Posted on Tue, Jan 09 2018 12:19:00


ICI3D logo


Introduction to R: Management, Exploration, and Communication of data, 2-6 July 2018 (Stellenbosch)

This intensive five-day course, registered as a University of Stellenbosch Short Course, will be presented at Stellenbosch under the auspices of the South African DST-NRF Centre for Epidemiological Modelling and Analysis (SACEMA). The course will take place at the Stellenbosch Institute for Advanced Study (StIAS), from 9 am to 5 pm daily. Guest presenters and tutors will support the main presenter, Roxanne Beauclair, of SACEMA and the International Centre for Reproductive Health, Ghent University, Ghent, Belgium.

The fee structure and registration form will be available online at in March 2018.

Enquiries may be directed to the SACEMA Assistant Director for Training, Gavin Hitchcock, or the SACEMA Research Manager Lynnemore Scheepers, copied to Roxanne Beauclair


Course Overview

R is an open-source, statistical software platform that is growing in popularity due to its rapidly expanding amount of libraries containing cutting-edge statistical functions, as well as the user-friendly, built-in communication tools in RStudio. Course participants will not only be introduced to the basics of programming in R, but they will also learn how import and clean data in addition to visualising and reporting results. Specific topics that will be covered include: importing data; reshaping/tidying data; merging/joining datasets; handling dates and transforming numeric and categorical variables; summarizing data with plots and tables; and producing reproducible and shareable reports.

This course does NOT cover any form of hypothesis confirmation (e.g. using statistical tests, predictive or causal modelling), or methods used for “big data” -- all data will be small, in-memory datasets.

Lectures will be interwoven with practical exercises. Participants will be encouraged to follow along with exercises and programming on their own laptops.

Participants will learn the basics of:

●      R data types

●      R programming and style

And will acquire the skills to:

●      Import raw data into RStudio

●      Tidy and transform data into a format suitable for analysis

●      Explore data in R using ggplot and dplyr (libraries for plotting and summarising data, respectively)

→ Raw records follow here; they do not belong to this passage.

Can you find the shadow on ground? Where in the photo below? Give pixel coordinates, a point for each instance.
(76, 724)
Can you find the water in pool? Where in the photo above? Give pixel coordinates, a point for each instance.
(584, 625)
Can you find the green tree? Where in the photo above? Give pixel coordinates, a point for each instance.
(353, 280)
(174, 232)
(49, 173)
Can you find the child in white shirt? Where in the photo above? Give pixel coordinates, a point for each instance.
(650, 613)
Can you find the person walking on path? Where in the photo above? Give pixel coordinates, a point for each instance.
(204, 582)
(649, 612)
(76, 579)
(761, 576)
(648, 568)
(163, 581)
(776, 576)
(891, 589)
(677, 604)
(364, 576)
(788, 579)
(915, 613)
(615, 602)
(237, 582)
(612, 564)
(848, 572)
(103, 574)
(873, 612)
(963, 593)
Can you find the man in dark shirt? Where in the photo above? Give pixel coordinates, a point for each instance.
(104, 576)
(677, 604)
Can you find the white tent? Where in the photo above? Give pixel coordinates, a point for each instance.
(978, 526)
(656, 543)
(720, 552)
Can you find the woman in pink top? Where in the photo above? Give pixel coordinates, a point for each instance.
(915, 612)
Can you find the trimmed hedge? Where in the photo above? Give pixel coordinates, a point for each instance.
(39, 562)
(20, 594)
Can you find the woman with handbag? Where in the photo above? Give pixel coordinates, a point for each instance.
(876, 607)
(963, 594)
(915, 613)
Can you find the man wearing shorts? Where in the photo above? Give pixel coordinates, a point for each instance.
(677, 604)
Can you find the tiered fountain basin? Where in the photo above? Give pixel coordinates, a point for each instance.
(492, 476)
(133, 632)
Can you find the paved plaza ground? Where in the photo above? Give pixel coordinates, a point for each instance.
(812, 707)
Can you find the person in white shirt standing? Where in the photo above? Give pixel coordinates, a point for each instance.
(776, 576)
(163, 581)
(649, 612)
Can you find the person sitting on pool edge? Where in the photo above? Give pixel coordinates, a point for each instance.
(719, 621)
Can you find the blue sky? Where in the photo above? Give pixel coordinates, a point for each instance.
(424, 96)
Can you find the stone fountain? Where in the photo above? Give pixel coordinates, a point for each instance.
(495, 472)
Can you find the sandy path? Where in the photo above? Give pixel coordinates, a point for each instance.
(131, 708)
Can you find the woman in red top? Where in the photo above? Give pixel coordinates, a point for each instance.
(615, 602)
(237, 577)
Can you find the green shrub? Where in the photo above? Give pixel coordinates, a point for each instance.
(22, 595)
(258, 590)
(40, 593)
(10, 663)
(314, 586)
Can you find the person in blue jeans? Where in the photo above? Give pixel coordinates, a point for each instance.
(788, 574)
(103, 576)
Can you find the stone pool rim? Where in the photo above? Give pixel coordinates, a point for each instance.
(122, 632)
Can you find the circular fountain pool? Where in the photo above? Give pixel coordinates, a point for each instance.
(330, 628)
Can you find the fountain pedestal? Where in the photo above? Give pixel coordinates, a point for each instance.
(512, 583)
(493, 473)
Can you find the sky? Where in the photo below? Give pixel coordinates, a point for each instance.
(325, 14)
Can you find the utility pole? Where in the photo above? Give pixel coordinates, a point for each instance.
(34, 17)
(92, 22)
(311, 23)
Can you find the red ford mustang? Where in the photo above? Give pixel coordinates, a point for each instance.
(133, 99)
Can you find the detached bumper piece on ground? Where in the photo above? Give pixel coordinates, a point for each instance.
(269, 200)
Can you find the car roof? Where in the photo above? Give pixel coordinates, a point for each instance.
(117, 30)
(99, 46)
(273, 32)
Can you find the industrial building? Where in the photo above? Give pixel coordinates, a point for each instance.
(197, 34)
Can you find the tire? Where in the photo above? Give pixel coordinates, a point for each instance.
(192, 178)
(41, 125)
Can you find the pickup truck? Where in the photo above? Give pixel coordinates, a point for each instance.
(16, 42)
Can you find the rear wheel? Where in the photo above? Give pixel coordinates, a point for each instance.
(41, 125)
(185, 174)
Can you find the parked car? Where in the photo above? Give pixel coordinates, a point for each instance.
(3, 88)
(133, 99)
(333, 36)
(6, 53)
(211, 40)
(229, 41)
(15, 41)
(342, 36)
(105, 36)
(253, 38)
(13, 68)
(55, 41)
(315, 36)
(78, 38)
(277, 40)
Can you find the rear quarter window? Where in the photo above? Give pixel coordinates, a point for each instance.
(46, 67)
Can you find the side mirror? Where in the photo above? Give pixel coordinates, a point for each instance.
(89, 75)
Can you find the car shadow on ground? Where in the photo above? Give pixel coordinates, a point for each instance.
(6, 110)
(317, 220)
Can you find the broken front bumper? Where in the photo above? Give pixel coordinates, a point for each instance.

●      Create reproducible, dynamic reports using RMarkdown


Target Audience

The course is suitable for graduate students or professionals who are familiar with statistical analysis and have managed or interacted with datasets using other software platforms. It is assumed that course participants are familiar with programming in another language.


Roxanne Beauclair is a specialist in applying biostatistical methods to epidemiological data, and expects shortly to graduate with a PhD in this field from Ghent University, while launching her own statisticsl consultancy company, Data Yarn, based in Pretoria. She received training in Epidemiology (MPH) from the University of Cape Town in South Africa. She has previously been involved in an analytical capacity for different epidemiological studies of sexual behaviour and HIV in Southern Africa. For her PhD research at Ghent University she studied how age-mixing patterns influence HIV transmission in the South African and Malawian contexts. Over the past few years she has become an R enthusiast and enjoys learning new ways to improve upon statistical programmes by creating clean, reproducible, and legible code.